The SR OS supports EAP authentication for a IKEv2 remote-access tunnel, in which case, the system acts as an authenticator between an IPsec client and a RADIUS server. It transparently forwards EAP messages between the IKEv2 session and RADIUS session. Thus, the actual EAP authentication occurs between the client and the RADIUS server.
Figure: Typical call flow of EAP authentication shows a typical call flow of EAP authentication.
EAP authentication is enabled by configuring authentication eap. When enabled, after the received IKE_AUTH request from the client, the system sends an EAP-Response/ID with IDi as the value in the access-request to AAA. AAA returns a method request and the system starts passing through between the client and AAA. (as shown in Figure: Typical call flow of EAP authentication).

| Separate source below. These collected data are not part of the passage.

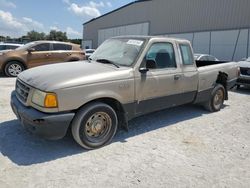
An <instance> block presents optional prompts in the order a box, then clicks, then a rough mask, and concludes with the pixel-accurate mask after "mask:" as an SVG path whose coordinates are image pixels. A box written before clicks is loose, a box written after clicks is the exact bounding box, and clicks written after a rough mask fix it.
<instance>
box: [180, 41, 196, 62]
mask: <svg viewBox="0 0 250 188" xmlns="http://www.w3.org/2000/svg"><path fill="white" fill-rule="evenodd" d="M180 49H181V57H182V63H183V65H192V64H193V63H194V57H193V53H192V51H191V48H190V46H189V45H188V44H180Z"/></svg>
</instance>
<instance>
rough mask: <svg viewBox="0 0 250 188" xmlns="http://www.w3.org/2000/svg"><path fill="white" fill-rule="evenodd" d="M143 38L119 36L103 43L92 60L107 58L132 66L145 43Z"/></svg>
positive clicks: (92, 58) (93, 55)
mask: <svg viewBox="0 0 250 188" xmlns="http://www.w3.org/2000/svg"><path fill="white" fill-rule="evenodd" d="M144 42H145V41H144V40H143V39H128V38H117V39H109V40H106V41H105V42H104V43H102V44H101V45H100V46H99V47H98V48H97V50H96V51H95V52H94V53H93V54H92V55H91V56H90V58H89V59H90V60H94V61H96V60H98V59H105V60H108V61H111V62H114V63H115V64H117V65H121V66H131V65H132V64H133V63H134V61H135V60H136V58H137V56H138V54H139V52H140V51H141V49H142V46H143V44H144Z"/></svg>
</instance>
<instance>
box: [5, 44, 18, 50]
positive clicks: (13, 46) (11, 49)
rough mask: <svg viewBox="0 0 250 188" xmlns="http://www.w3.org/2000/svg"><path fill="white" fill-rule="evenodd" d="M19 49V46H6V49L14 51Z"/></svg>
mask: <svg viewBox="0 0 250 188" xmlns="http://www.w3.org/2000/svg"><path fill="white" fill-rule="evenodd" d="M17 47H18V46H14V45H8V46H6V49H11V50H14V49H16V48H17Z"/></svg>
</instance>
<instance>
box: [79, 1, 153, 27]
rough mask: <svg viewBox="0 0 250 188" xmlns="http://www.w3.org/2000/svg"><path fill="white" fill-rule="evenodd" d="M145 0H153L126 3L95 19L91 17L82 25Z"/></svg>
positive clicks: (111, 13) (142, 1) (107, 12)
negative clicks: (86, 21) (116, 8)
mask: <svg viewBox="0 0 250 188" xmlns="http://www.w3.org/2000/svg"><path fill="white" fill-rule="evenodd" d="M145 1H152V0H137V1H133V2H131V3H128V4H126V5H123V6H121V7H119V8H117V9H115V10H112V11H110V12H107V13H105V14H103V15H101V16H98V17H96V18H93V19H91V20H89V21H87V22H85V23H83V24H82V25H85V24H88V23H90V22H93V21H95V20H97V19H99V18H101V17H104V16H107V15H109V14H112V13H113V12H116V11H118V10H121V9H123V8H125V7H128V6H130V5H133V4H136V3H142V2H145Z"/></svg>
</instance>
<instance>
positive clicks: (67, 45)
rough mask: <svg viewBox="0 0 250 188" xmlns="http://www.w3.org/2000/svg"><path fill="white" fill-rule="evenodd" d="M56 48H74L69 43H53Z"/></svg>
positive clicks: (56, 48) (69, 48)
mask: <svg viewBox="0 0 250 188" xmlns="http://www.w3.org/2000/svg"><path fill="white" fill-rule="evenodd" d="M53 49H54V50H72V46H71V45H69V44H59V43H58V44H53Z"/></svg>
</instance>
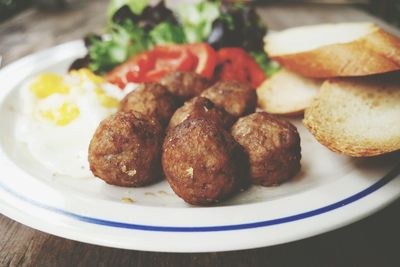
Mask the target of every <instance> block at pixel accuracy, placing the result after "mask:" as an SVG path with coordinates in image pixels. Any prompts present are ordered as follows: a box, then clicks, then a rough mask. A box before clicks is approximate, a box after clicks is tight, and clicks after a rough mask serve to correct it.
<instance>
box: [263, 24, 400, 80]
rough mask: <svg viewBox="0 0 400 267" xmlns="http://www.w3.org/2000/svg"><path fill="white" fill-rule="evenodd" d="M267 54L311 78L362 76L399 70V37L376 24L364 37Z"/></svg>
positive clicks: (295, 70)
mask: <svg viewBox="0 0 400 267" xmlns="http://www.w3.org/2000/svg"><path fill="white" fill-rule="evenodd" d="M265 49H266V52H267V54H268V55H269V56H270V57H271V58H272V59H273V60H276V61H278V62H279V63H280V64H282V65H283V66H285V67H286V68H287V69H289V70H292V71H294V72H296V73H298V74H301V75H303V76H306V77H313V78H331V77H339V76H340V77H347V76H365V75H371V74H378V73H386V72H391V71H396V70H400V39H399V38H396V37H394V36H393V35H391V34H389V33H387V32H385V31H384V30H382V29H380V28H378V27H376V26H375V30H374V31H372V32H371V33H369V34H367V35H365V36H364V37H362V38H360V39H358V40H355V41H352V42H349V43H337V44H332V45H326V46H321V47H319V48H316V49H313V50H309V51H304V52H299V53H293V54H283V55H274V54H273V53H269V52H270V51H268V49H267V46H265Z"/></svg>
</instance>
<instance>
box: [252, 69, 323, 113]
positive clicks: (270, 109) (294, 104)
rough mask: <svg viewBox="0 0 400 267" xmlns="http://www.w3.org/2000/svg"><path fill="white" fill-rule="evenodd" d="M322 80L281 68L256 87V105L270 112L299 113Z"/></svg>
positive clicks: (321, 79)
mask: <svg viewBox="0 0 400 267" xmlns="http://www.w3.org/2000/svg"><path fill="white" fill-rule="evenodd" d="M323 81H324V80H322V79H312V78H305V77H303V76H300V75H298V74H296V73H294V72H291V71H289V70H286V69H284V68H283V69H281V70H280V71H279V72H277V73H276V74H274V76H272V78H271V79H268V80H266V81H265V82H264V83H262V84H261V86H260V87H258V89H257V96H258V106H259V107H260V108H262V109H263V110H264V111H266V112H268V113H271V114H279V115H286V116H294V115H301V114H303V111H304V109H305V108H306V107H308V106H309V105H310V103H311V101H312V100H313V98H314V97H315V96H316V95H317V93H318V91H319V88H320V87H321V85H322V82H323Z"/></svg>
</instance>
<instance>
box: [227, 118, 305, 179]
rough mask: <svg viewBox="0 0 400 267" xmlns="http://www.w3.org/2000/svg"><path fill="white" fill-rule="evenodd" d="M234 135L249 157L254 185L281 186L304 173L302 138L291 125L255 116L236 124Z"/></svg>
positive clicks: (232, 128) (296, 129)
mask: <svg viewBox="0 0 400 267" xmlns="http://www.w3.org/2000/svg"><path fill="white" fill-rule="evenodd" d="M232 136H233V138H235V140H236V141H237V142H238V143H239V144H241V145H242V147H243V148H244V150H245V151H246V152H247V154H248V157H249V162H250V179H251V182H252V183H253V184H259V185H263V186H272V185H277V184H280V183H282V182H284V181H286V180H288V179H290V178H292V177H293V176H294V175H295V174H296V173H297V172H298V171H299V170H300V159H301V153H300V152H301V148H300V136H299V134H298V132H297V129H296V127H295V126H293V125H292V124H291V123H290V122H288V121H285V120H282V119H278V118H276V117H274V116H272V115H269V114H268V113H265V112H260V113H254V114H251V115H249V116H246V117H243V118H240V119H239V120H238V121H237V122H236V123H235V124H234V125H233V127H232Z"/></svg>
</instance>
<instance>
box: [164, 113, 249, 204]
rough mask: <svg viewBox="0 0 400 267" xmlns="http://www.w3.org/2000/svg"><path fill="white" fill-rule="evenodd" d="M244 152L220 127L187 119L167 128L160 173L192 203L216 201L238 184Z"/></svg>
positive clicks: (226, 133)
mask: <svg viewBox="0 0 400 267" xmlns="http://www.w3.org/2000/svg"><path fill="white" fill-rule="evenodd" d="M244 158H245V154H244V152H243V150H242V148H241V147H240V145H238V144H237V143H236V141H235V140H234V139H233V138H232V137H231V135H230V134H229V133H228V132H227V131H225V130H224V129H222V128H220V127H218V126H217V125H216V124H215V123H213V122H212V121H208V120H205V119H189V120H186V121H184V122H183V123H181V124H179V125H178V126H176V127H175V128H174V129H171V131H169V132H168V134H167V137H166V138H165V141H164V145H163V154H162V166H163V170H164V174H165V176H166V178H167V180H168V182H169V184H170V185H171V187H172V189H173V190H174V191H175V193H176V194H177V195H178V196H179V197H181V198H183V200H185V201H186V202H188V203H190V204H193V205H209V204H212V203H217V202H219V201H221V200H223V199H226V198H227V197H229V196H231V195H232V194H233V193H234V192H236V191H237V190H238V189H240V188H241V186H242V185H243V184H244V177H245V176H246V173H247V165H246V161H245V160H243V159H244Z"/></svg>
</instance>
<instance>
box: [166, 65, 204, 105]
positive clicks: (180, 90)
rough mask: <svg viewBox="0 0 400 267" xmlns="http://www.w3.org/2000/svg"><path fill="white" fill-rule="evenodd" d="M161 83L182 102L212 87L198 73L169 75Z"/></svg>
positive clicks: (195, 95)
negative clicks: (178, 98) (210, 87)
mask: <svg viewBox="0 0 400 267" xmlns="http://www.w3.org/2000/svg"><path fill="white" fill-rule="evenodd" d="M160 83H161V84H162V85H164V86H166V87H167V89H168V91H170V92H171V93H172V94H173V95H175V96H177V97H178V98H179V99H180V100H181V101H186V100H188V99H190V98H192V97H195V96H197V95H200V94H201V92H203V91H204V90H205V89H207V88H208V87H209V85H210V82H209V81H208V80H207V79H205V78H204V77H202V76H201V75H199V74H197V73H194V72H181V71H176V72H170V73H168V74H167V75H166V76H164V77H163V78H162V79H161V81H160Z"/></svg>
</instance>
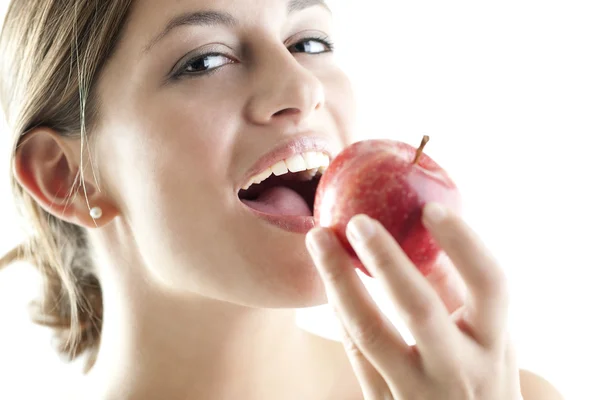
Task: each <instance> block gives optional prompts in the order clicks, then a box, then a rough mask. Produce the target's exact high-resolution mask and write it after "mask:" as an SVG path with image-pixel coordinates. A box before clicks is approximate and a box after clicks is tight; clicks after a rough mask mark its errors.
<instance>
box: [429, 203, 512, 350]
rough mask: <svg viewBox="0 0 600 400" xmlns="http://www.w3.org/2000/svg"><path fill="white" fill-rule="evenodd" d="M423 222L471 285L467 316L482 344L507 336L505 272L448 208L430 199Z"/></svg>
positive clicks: (479, 239)
mask: <svg viewBox="0 0 600 400" xmlns="http://www.w3.org/2000/svg"><path fill="white" fill-rule="evenodd" d="M423 223H424V224H425V226H426V227H427V228H428V229H429V231H430V232H431V234H432V235H433V237H434V238H435V239H436V241H437V242H438V243H439V245H440V246H441V247H442V248H443V249H444V251H445V252H446V254H447V255H448V257H449V258H450V259H451V260H452V262H453V263H454V265H455V267H456V268H457V270H458V272H459V273H460V274H461V276H462V277H463V280H464V282H465V284H466V285H467V288H468V295H467V296H468V297H467V302H466V304H465V307H466V309H465V313H464V319H465V322H467V323H468V324H469V327H470V329H471V330H472V334H473V336H475V339H477V340H478V341H479V342H480V343H482V344H492V343H495V342H497V341H498V339H501V338H503V337H504V332H505V329H506V324H507V316H508V289H507V286H508V285H507V282H506V276H505V274H504V272H503V271H502V269H501V268H500V266H499V265H498V263H497V262H496V261H495V260H494V258H493V257H492V255H491V254H490V252H489V251H488V250H487V249H486V247H485V245H484V244H483V243H482V241H481V240H480V239H479V238H478V237H477V235H476V234H475V233H474V232H473V231H472V230H471V228H470V227H469V226H467V224H466V223H465V222H464V221H463V220H462V219H461V218H459V217H458V216H457V215H455V214H453V213H452V212H451V211H449V210H448V209H447V208H445V207H443V206H441V205H439V204H435V203H431V204H428V205H427V206H426V207H425V209H424V212H423Z"/></svg>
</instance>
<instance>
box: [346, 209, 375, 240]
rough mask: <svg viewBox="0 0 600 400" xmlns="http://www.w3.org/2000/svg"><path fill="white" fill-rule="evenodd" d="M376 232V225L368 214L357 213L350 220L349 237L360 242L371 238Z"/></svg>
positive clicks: (348, 232)
mask: <svg viewBox="0 0 600 400" xmlns="http://www.w3.org/2000/svg"><path fill="white" fill-rule="evenodd" d="M374 233H375V225H374V224H373V221H372V220H371V218H369V217H368V216H366V215H357V216H355V217H353V218H352V219H351V220H350V222H348V227H347V228H346V235H348V238H349V239H351V240H353V241H355V242H357V243H360V242H364V241H366V240H367V239H369V238H370V237H371V236H373V234H374Z"/></svg>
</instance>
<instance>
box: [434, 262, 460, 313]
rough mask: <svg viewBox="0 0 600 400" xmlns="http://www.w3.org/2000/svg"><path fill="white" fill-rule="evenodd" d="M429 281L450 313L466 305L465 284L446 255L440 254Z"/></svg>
mask: <svg viewBox="0 0 600 400" xmlns="http://www.w3.org/2000/svg"><path fill="white" fill-rule="evenodd" d="M427 281H428V282H429V284H430V285H431V286H432V287H433V288H434V289H435V291H436V292H437V294H438V295H439V296H440V298H441V299H442V301H443V302H444V305H445V306H446V309H447V310H448V313H450V314H452V313H454V312H455V311H456V310H457V309H458V308H460V307H462V306H463V305H464V304H465V300H466V294H467V288H466V286H465V282H464V281H463V279H462V277H461V276H460V274H459V273H458V271H457V270H456V267H454V265H453V264H452V261H450V259H449V258H448V256H447V255H446V254H445V253H441V254H440V257H439V258H438V260H437V261H436V263H435V266H434V268H432V270H431V273H430V274H429V275H427Z"/></svg>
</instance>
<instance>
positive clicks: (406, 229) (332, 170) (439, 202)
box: [314, 136, 461, 276]
mask: <svg viewBox="0 0 600 400" xmlns="http://www.w3.org/2000/svg"><path fill="white" fill-rule="evenodd" d="M428 141H429V137H428V136H425V137H424V138H423V142H422V143H421V147H420V148H419V149H416V148H414V147H412V146H410V145H408V144H406V143H402V142H398V141H394V140H384V139H378V140H365V141H360V142H357V143H354V144H352V145H351V146H349V147H347V148H346V149H344V150H343V151H342V152H341V153H340V154H339V155H338V156H337V157H336V158H335V159H334V160H333V161H332V163H331V165H330V166H329V168H328V169H327V171H325V174H324V175H323V177H322V178H321V181H320V182H319V186H318V188H317V194H316V198H315V208H314V210H315V211H314V215H315V221H316V223H317V225H319V226H322V227H328V228H331V229H332V230H333V231H334V232H335V234H336V236H337V237H338V239H339V240H340V242H341V243H342V245H343V246H344V248H345V249H346V250H347V251H348V253H349V254H350V256H351V257H352V258H353V261H354V265H355V267H357V268H359V269H360V270H361V271H362V272H364V273H365V274H367V275H368V276H371V274H369V272H368V271H367V270H366V268H365V267H364V265H362V263H361V262H360V260H359V259H358V257H357V255H356V253H355V252H354V250H353V249H352V246H351V245H350V243H349V242H348V239H347V238H346V225H347V224H348V222H349V221H350V219H351V218H352V217H353V216H355V215H357V214H366V215H368V216H370V217H371V218H374V219H376V220H378V221H379V222H381V223H382V224H383V226H384V227H385V228H386V229H387V230H388V231H389V232H390V233H391V234H392V236H393V237H394V238H395V239H396V241H397V242H398V244H399V245H400V247H401V248H402V249H403V250H404V252H405V253H406V254H407V255H408V257H409V258H410V259H411V261H412V262H413V263H414V264H415V265H416V266H417V268H418V269H419V270H420V271H421V272H422V273H423V275H425V276H427V275H429V274H430V273H431V271H432V268H433V266H434V265H435V262H436V260H437V259H438V257H439V255H440V253H441V249H440V248H439V246H438V245H437V243H436V242H435V241H434V239H433V237H432V236H431V234H430V233H429V232H428V231H427V229H426V228H425V227H424V226H423V224H422V223H421V215H422V212H423V207H424V205H425V204H426V203H428V202H431V201H435V202H438V203H441V204H444V205H446V206H447V207H449V208H450V209H452V210H454V211H455V212H457V213H460V203H461V199H460V194H459V192H458V189H457V188H456V185H455V184H454V182H453V181H452V180H451V179H450V177H449V176H448V174H447V173H446V172H445V171H444V170H443V169H442V168H441V167H440V166H439V165H438V164H437V163H436V162H435V161H433V160H432V159H431V158H430V157H428V156H427V155H426V154H424V153H423V149H424V148H425V145H426V144H427V142H428Z"/></svg>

The generation of the AUTH payload in the IKE_AUTH response sent by the SR OS (message 4 in flow shown above) is dependent on the own-auth-method configuration:
- psk
- The AUTH payload is present and generated by using PSK.
- cert
- The AUTH payload is present and generated by the configured public and private key pairs as it does in certificate authentication. Any needed certificates are also sent.
- eap-only
- Neither AUTH nor CERT payload is present.
The RADIUS attributes in authentication and accounting packets are similar as psk-radius and cert-radius with following differences:
RADIUS attributes support EAP-Message/Message-Authenticator/State attributes.
RADIUS attributes support Access-Challenge packet.
RADIUS attributes support MS-MPPE-Send-Key/ MS-MPPE-Recv-Key in access-accept. These two attributes are required for all EAP methods that generate MSK.
The system provides a method to support EAP and other authentication methods on the same ipsec-gw policy. This is enabled by configuring auto-eap-radius or auto-eap as the auth-method in the ike-policy.
With auto-eap-radius:
If there is no AUTH payload in an IKE_AUTH request, then the system uses EAP to authenticate the client and also uses own-auth-method to generate the AUTH payload.
If there is an AUTH payload in the IKE_AUTH request, the system uses auto-eap-own-method to generate the AUTH payload.
If the auto-eap-method is psk, then the system proceeds as auth-method: psk-radius.
If the auto-eap-method is cert, then the system proceeds as auth-method: cert-radius.
If auto-eap-method is psk-or-cert, then:
If the Auth Method field of the AUTH payload is PSK, then the system proceeds as auth-method:psk-radius.
If the Auth Method field of the AUTH payload is RSA or DSS, then the system proceeds as auth-method:cert-radius.
With auto-eap:
If there is no AUTH payload in IKE_AUTH request, then the system uses EAP to authenticate the client and also uses own-auth-method to generate AUTH payload.
If there is an AUTH payload in the IKE_AUTH request:
If the auto-eap-method is psk, then the system proceeds as auth-method: psk.
If the auto-eap-method is cert, then the system proceeds as auth-method: cert.
If the auto-eap-method is psk-or-cert, then:
-
If the Auth Method field of the AUTH payload is PSK, then the system proceeds as auth-method psk.
-
If the Auth Method field of the AUTH payload is RSA or DSS, then the system proceeds as auth-method cert-auth.
-
The system uses auto-eap-own-method to generate the AUTH payload.